Please come and join our project (seriously). You'll be amazed how real these scenarios are.

If an overflow occurs, we would clamp values in either direction and likely maintain a state that calculations may be inaccurate.

The fact that the boolean flag was removed for performance reasons certainly adds value to the discussion! For sure, we don't want a flag if it would reduce performance in the standard case.

[Clockwork-Muse]

If an overflow occurs, we would clamp values in either direction and likely maintain a state that calculations may be inaccurate.

likely... "may"!? The moment you have an overflow, the calculations are inaccurate, period.

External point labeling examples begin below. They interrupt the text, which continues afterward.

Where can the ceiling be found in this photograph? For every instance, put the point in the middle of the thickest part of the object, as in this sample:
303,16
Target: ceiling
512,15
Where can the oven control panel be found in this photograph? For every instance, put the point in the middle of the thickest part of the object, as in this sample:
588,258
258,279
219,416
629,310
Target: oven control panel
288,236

@znakeeye - Regardless of the possible merit of the idea - and @MgSam is right that I've been speaking out of ignorance - is it seems that you're trying to optimize for a common case (because that's what one does). That is, that exceptions are commonly thrown, and that your data runs are ending in error. If a significant enough portion of the data moving through a system I maintained was ending in error, I'd be trying to stop the errors, not necessarily make the errors more efficient. And though this data is old, and there's potentially problems with the methodology, exceptions aren't necessarily that slow in the first place.

I agree that being able to tell whether a subsequent calculation will overflow is difficult. But getting there requires values far outside the normal range for financial calculations. From what I imagine from your description so far, it's unlikely that you should be anywhere close to them. What's the specific reason that the "hundreds of calculations" has for getting close to the limits? If exceptions are common, it feels like some individual calculation may not be properly spec'd. (Hopefully you have a way to correlate the exception with the calculation chain)

@MgSam -

As a trivial example, take your example of $75.59 trillion and represent that in Zimbabwe dollars. (Several years ago 100 trillion Zimbabwe dollars were worth $.40 US cents). Try using that exchange rate with decimal and see what happens.

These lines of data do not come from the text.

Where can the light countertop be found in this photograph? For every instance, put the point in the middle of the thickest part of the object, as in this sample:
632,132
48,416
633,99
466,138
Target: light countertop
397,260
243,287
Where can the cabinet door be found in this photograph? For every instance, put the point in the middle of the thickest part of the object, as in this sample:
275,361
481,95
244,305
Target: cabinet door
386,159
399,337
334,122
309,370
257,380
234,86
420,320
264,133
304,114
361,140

....An exception seems entirely appropriate? Either the system is spec'd to handle numbers greater than the range of decimal (via some equivalent to Java's BigDecimal), or you're into an error flow and performance isn't (as big) a concern.

I work with an application where users define formulas themselves. They can write literally whatever they want, and we then need to run said calculations in a high performance scenario. All values are in decimal. Anything that we can do to prevent exceptions for the arbitrary formulas being processed is useful.

...it seems like you're focused on the wrong thing - preventing exceptions via using a TryXXX flow. If your users are mostly trustable, this seems like an unlikely need: since an exception means their calculations ended in error, users will naturally work to stop the errors in the first place. If your users are mostly untrusted, there are far easier ways to DoS the system, if that's what you're worried about (like, are infinite loops possible?). The try .... catch blocks themselves should not represent a significant performance cost, so it feels like you're trying to optimize away the threat of the exception. Which I would attempt to do by things like feeding in test cases, like all those online coding test sites you see.

[pentp]

If an overflow occurs, we would clamp values in either direction and likely maintain a state that calculations may be inaccurate.

It doesn't seem that useful to continue any calculations from that point on (the result is meaningless), but regardless, I'd propose something like this: if an overflow exception occurs, re-run the calculation through a slower code path that tracks input parameters (or just their sign) for each decimal add/sub/mul/div operation and then deduce the clamped value from the XOR of signs (either decimal.MinValue or decimal.MaxValue). Or even better - the slower code path could just switch to an alternative implementation (e.g., something based on BigInteger) and get some actual results.

This way you don't hurt your common case performance and can still handle the overflow cases as well. And this would work today on any .NET version.